Miguel Huezo Mixco
En este país la lectura ha pasado a ser un lujo. Cada vez se importan menos libros. Basta mirar los estantes de las librerías de San Salvador. Sin embargo, siempre es posible arreglárselas. Los amigos que van y vienen, los viajes ocasionales y las descargas electrónicas hacen el milagro.
En esta y en mi próxima columna escribiré sobre algunos de los libros que más disfruté en 2012.
Comenzaré con “Los hijos de Nobodaddy” (2012) de Arno Schmidt (1914-1979). El libro compila tres novelas originalmente publicadas entre 1951 y 1953. En conjunto, arrojan una mirada cáustica a la experiencia de la guerra, que Schmidt vivió en carne propia: en 1941 fue llamado a filas por el ejército nazi. Más tarde fue confinado a un campo de prisioneros.
Schmidt es uno de los escritores más importantes de la Alemania de posguerra, aunque su obra no haya gozado de la popularidad de sus contemporáneos Günther Grass (“El tambor de hojalata”) y Heinrich Böll (“Confesiones de un payaso”).
Ateo redomado, Schmidt destila una visión del Infierno en clave de vida cotidiana. Como dice uno de sus personajes: el Cielo no es más que “una ficción inventada por el diablo” para atormentar mejor a la humanidad. (Expresión emparentada con aquella de Juan Carlos Onetti, según la cual “Un hombre con fe es más peligroso que una bestia con hambre”).
La primera de las tres novelas, “Momentos de la vida de un fauno”, narra la vida de un empleado (en realidad, un erudito encubierto) que se aventura a investigar la vida de un desertor de las guerras napoleónicas. Düring, tal es su nombre, reporta detalladamente el monótono mundo de su oficina donde hasta los civiles están obligados a rendirle al Führer culto y saludo militar.

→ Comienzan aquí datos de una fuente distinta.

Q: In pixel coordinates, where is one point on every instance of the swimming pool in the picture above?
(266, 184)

“El brezal de Brand” relata las andanzas de Blakenhof, un sobreviviente de un campo de prisioneros inglés que se refugia en una remota aldea sumergida en las privaciones, las humillaciones y el caos de la derrotada Alemania. Las evocaciones de la guerra emergen en todo momento. En medio de las atrocidades de una vida civil perturbada por las matanzas aparece Lore, una de las encargadas de la lavandería, que despierta las fantasías del miserable exprisionero.
La tercera novela, “Espejos negros”, transcurre en el futuro. El protagonista cree ser el último ser que puebla el planeta. La civilización ha sucumbido a la destrucción. El hombre recorre las ruinas a bordo de una bicicleta. El mundo todavía tiene sorpresas que ofrecerle: “De pronto algo apestó tanto que de inmediato bajé el rifle: esto no podía provenir de una planta decente, ¡solo en zoología algo puede oler de esa manera!”, dice, alarmado.
Las tres novelas están escritas con una ironía radical. Sus protagonistas son solitarios, empobrecidos y medio torcidos: hijos de la guerra, al fin. Desde ningún punto de vista son libros convencionales. No cuentan historias lineales. La trama se enrolla como una hiedra que va adhiriéndose a la sensibilidad del lector, amenazándolo con asfixiarlo.
“Los hijos de Nobodaddy” no es de lectura fácil. Estoy seguro de que nunca será uno de esos best seller. La prosa de Schmidt no es camino llano, sino una montaña agreste formada por árboles, basura, ruinas y paisajes lunares. Una obra fuera de serie que sacude de principio a fin.
En mi próxima columna les contaré de otro de mis favoritos de este año, que leí con retraso. Un libro muy diferente al que me ha ocupado ahora, y que alcanza otro tipo de grandeza: “El olvido que seremos”, de Héctor Abad Faciolince.